69. Spleen de septembre
Septembre. Temps frais, soleil, une route. Un pas après l’autre. De petits ponts qui surplombent des rivières presque asséchées. Une fine poussière dansant dans le vent. Arbres et prairies. Pas d’autres bruits que nos pas et quelques chants d’oiseaux. Une voiture, de temps à autre, qui nous croise.
La campagne qui nous entoure, si nous étions dans un conte, on la qualifierait de riante. Je ressens le poids du temps. Chacun de nos pas efface le précédent. Chacun de nos battements de cœur est un de moins, et non un de plus.
Septembre, c’est le commencement de la fin. Comme tout cela a été bien agencé pour nous : février, son temps gris et froid, la saison où l’on tremble, où on cherche vainement à se protéger des vents glacés qui vous percent jusqu’au cœur. Avril, mai, et le soleil, et la libération. Avant que ne vienne la chaleur de l’été, la culmination de tout. Et puis l’automne, la neige de novembre qui arrive alors que tout est sur le point de finir. Le service est comme le raccourci saisissant d’une vie. Avec ses deuils, quand nous quittent ceux qui étaient là avant nous. Les naissances, les nouvelles amitiés, quand arrivent les « bleus ».
Septembre, et une marche comme tant d’autres. Pour la première fois, la nostalgie est là, d’autant plus douce qu’elle n’est pour l’instant que le regret de ce qui est encore, et qu’elle me permet de vivre avec plus de force ces moments simples, dans la conscience de leur prochaine cessation. Mon cœur, déjà, se prépare à ce grand arrachement.
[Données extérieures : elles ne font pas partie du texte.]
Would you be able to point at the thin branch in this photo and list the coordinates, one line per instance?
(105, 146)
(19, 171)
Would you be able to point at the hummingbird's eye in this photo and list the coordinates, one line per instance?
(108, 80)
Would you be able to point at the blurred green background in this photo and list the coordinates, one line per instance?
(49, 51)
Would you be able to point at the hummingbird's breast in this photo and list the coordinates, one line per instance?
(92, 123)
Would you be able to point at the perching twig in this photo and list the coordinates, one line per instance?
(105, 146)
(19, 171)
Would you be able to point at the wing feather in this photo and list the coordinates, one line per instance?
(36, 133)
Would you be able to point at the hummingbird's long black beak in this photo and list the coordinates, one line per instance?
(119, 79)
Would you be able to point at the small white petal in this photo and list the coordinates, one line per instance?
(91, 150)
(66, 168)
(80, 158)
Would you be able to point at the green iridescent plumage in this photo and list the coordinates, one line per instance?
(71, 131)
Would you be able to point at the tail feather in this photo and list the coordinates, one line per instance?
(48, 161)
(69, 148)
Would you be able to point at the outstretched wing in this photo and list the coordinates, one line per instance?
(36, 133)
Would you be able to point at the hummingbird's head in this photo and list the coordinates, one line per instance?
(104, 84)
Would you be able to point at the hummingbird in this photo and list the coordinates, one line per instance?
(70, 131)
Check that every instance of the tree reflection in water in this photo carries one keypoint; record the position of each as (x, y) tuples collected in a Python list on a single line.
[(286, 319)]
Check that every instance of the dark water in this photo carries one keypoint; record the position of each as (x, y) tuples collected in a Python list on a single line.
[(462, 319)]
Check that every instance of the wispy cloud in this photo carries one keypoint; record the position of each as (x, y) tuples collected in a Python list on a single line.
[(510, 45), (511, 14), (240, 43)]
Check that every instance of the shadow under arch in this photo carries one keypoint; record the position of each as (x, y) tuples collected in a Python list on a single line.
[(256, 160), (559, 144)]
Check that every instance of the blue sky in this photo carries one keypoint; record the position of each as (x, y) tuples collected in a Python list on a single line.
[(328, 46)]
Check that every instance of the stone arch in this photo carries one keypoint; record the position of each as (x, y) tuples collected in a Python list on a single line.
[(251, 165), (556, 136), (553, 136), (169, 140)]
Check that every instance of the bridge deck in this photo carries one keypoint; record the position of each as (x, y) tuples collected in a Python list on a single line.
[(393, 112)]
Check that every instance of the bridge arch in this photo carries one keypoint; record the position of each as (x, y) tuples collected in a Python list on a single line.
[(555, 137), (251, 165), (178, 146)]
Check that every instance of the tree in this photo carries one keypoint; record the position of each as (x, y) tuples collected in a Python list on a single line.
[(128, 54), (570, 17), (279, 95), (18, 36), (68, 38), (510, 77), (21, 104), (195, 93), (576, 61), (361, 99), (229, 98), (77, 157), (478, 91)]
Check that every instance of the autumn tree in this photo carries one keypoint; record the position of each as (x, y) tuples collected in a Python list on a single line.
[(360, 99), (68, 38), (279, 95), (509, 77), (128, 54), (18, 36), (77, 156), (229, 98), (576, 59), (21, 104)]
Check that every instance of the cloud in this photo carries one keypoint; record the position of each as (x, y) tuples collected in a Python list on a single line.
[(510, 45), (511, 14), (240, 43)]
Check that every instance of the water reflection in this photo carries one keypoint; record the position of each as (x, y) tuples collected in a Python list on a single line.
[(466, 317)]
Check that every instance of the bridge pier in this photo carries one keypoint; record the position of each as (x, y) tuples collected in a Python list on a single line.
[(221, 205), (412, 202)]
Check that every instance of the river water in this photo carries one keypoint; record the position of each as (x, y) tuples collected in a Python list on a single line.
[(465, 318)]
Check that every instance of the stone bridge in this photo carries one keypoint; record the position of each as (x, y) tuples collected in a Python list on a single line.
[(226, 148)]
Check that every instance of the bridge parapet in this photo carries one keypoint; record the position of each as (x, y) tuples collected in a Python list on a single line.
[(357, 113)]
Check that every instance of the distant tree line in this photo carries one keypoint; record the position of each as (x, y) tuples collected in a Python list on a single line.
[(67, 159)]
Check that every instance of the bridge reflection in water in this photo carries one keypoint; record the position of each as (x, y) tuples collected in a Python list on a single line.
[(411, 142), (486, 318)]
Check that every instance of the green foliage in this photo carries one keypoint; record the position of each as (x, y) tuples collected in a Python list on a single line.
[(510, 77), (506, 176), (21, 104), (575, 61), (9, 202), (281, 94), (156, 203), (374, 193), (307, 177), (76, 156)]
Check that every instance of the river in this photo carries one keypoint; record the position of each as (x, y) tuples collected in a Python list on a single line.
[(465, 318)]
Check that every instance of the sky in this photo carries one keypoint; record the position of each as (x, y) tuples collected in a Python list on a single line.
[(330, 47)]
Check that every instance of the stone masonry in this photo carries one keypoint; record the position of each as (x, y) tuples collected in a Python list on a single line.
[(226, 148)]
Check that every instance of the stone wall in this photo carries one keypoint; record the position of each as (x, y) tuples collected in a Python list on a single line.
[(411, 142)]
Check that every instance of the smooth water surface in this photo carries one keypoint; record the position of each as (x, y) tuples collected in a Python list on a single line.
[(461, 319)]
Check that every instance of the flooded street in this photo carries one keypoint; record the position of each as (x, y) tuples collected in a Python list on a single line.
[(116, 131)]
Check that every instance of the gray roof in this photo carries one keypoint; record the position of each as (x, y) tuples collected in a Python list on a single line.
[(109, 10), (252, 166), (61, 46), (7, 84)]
Pouvoir arrêter le temps ! Pouvoir être éternellement ce jeune homme parmi d’autres, qui marche sans but, sans lendemain, qui n’éprouve nulle peur, qui n’a pas besoin d’espoir car tout ce qui compte lui appartient. Ce jeune homme endurant, aux pieds infatigables, pour qui toute lassitude n’est que la promesse d’un repos délicieux, toute douleur l’occasion de faire preuve de courage, toute injure d’un quelconque cuistre un prétexte à faire face, à se montrer ironique et fier. Pour qui tout homme est un camarade, tout camarade un frère.
Nous marchons. Une marche sans objet, sic ce n’est, comme de coutume, que de développer notre endurance et nos muscles. L’été est encore là. Il est d’autant plus beau qu’il décline. Nos vêtements ont pris la douce patine de l’usure. Ils montrent quelques petits accrocs, comme nous avons nos cicatrices.
Une halte. Le plaisir simple de l’eau fraîche de la gourde, que nous aspirons à petites gorgées. Mes menues discussions. Les sourires. Oui, c’est vrai, j’en prends conscience maintenant, nous ne manquons jamais, quand nos regards se croisent, de nous sourire.
C’est bon de vivre et d’être jeunes. Être à jamais ces jeunes gens qui marchent sur le bord d’une route, posant leurs pas sur les ombres courbes de lignes électriques. Être l’eau de ce ruisseau, à droite, dans la prairie, qui coule sans se tarir ni se troubler.
Je laisse mes pensées vagabonder.
Mais ces moments furent-ils vraiment ?Quelle est la part d’éternité en eux ? Ces instants, d’harmonie avec tout ce qui vit ?
Je sais. L’espace et le temps ne sont qu’illusions bornées par l’esprit. Cette route est à jamais en moi, comme les murs de la caserne, le bruit cadencé de nos pas, le cri des armes. Tout cela se mêle. Il n’est pas jusqu’à ces instants, dans le couloir glacé où F… me dominait de toute sa carrure, et me promettait l’enfer, où ne se retrouvent d’amères douceurs. Oui, je suis prêt à revivre cela, à enfermer à nouveau mon âme dans cette prison absurde. Mais si fraternelle…
Je dois imprimer à jamais ces instants dans mon corps et mon esprit. Avant de pouvoir plus tard, quand je serai plus âgé, retourner à volonté au cœur de cet incompréhensible. Le revivre plus naïvement peut-être, comme un soldat, et non comme un étudiant. Avoir plus de courage. Y compris celui de pleurer. Y compris celui de dire au frère choisi à quel point on l’aime.